Treating third-party systems as invisible boundary agents guarantees fragility. Treating them as first-class components, even if you don’t own them, at least gives you a chance to detect, reason about, and respond to failures.

What this implies for system design

This doesn’t mean you can or should absorb responsibility for everything.

It does mean acknowledging that some failures cannot be handled with retries, timeouts, or generic alerting rules. A blanket policy that ignores client errors will miss real outages. A policy that alerts on every one will drown teams in noise.

The only viable approach is more explicit modeling:

  • Different classes of client errors need different handling depending on which component produced them.
  • Alerting should reflect operational impact, not just protocol semantics.
  • Defensive ingestion should assume upstream systems will misbehave, even when they are “working as designed”.

This applies symmetrically across the system. While I’m describing this from the perspective of an ingestion platform, the same logic applies to network servers, device firmware, and downstream applications.

APIs matter more than dashboards

One thing that consistently makes indirect ownership easier to manage is programmatic access across the stack.

Many platforms advertise APIs, but in practice those APIs often expose data, not control. You can query device state, metrics, or historical records, but not the configuration that determines how data flows in the first place.

Callback configuration, routing rules, transformation logic, and integration settings are often only available through GUIs. When those elements break, diagnosis becomes manual and slow.

Exposing configuration and control surfaces via APIs doesn’t eliminate failures, but it makes them observable, automatable, and, in some cases, self-healing.

Without that, operational reliability depends on humans noticing subtle mismatches before customers do.

Where this leads

It’s easy to dismiss incidents like this as isolated misconfigurations. The fix is quick. The system recovers. Everyone moves on.

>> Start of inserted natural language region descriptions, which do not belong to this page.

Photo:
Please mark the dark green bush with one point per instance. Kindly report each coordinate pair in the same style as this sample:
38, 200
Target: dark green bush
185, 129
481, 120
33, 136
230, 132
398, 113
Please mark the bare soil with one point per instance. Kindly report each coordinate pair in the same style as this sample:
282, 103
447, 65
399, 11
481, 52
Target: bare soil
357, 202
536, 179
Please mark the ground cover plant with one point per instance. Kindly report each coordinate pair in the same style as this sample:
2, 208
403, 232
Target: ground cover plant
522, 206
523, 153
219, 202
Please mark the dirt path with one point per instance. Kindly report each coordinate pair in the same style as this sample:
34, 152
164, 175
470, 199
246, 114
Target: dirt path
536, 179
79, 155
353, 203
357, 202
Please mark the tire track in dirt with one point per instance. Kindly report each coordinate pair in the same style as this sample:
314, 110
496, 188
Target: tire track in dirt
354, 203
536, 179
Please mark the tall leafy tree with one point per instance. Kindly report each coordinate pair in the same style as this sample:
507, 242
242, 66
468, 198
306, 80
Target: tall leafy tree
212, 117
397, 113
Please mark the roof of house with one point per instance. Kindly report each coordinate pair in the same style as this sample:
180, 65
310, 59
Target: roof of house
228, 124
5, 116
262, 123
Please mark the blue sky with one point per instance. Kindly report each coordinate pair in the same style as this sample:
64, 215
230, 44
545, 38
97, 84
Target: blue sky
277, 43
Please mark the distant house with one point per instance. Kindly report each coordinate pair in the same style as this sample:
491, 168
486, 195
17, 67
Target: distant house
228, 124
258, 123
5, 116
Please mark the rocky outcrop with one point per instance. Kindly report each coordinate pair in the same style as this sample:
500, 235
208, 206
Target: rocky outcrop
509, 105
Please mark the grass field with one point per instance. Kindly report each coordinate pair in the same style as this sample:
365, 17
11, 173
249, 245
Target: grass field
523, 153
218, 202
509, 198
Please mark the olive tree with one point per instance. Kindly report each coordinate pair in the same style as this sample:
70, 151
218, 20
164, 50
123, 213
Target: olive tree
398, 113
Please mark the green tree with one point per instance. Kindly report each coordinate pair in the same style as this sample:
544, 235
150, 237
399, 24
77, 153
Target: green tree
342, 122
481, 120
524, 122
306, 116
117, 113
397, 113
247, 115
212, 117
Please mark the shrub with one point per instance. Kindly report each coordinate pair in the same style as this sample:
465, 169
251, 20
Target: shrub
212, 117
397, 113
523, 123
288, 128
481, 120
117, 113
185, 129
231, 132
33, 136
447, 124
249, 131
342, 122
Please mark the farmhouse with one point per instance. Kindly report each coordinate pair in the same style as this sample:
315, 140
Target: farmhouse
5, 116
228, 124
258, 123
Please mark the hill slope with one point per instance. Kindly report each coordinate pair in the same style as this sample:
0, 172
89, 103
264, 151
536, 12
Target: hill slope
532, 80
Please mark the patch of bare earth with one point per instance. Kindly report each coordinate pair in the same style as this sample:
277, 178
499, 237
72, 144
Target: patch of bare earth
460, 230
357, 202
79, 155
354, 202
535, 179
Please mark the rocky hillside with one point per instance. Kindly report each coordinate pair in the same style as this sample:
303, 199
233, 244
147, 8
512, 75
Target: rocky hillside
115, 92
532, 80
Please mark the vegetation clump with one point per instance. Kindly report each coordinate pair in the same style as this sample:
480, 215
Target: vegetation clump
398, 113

But the pattern is familiar: a customer reports a failure, a team discovers an external misconfiguration, it gets corrected, and nothing changes structurally.

As long as teams treat indirect dependencies as “outside the system”, these failures will repeat. Not because anyone is careless, but because the system itself is blind to part of its own operation.

IoT solutions don’t usually fail because a single component is wrong. They fail because responsibility is fragmented while expectations are unified.

If a component can break your system, it is part of your system, whether you own it or not.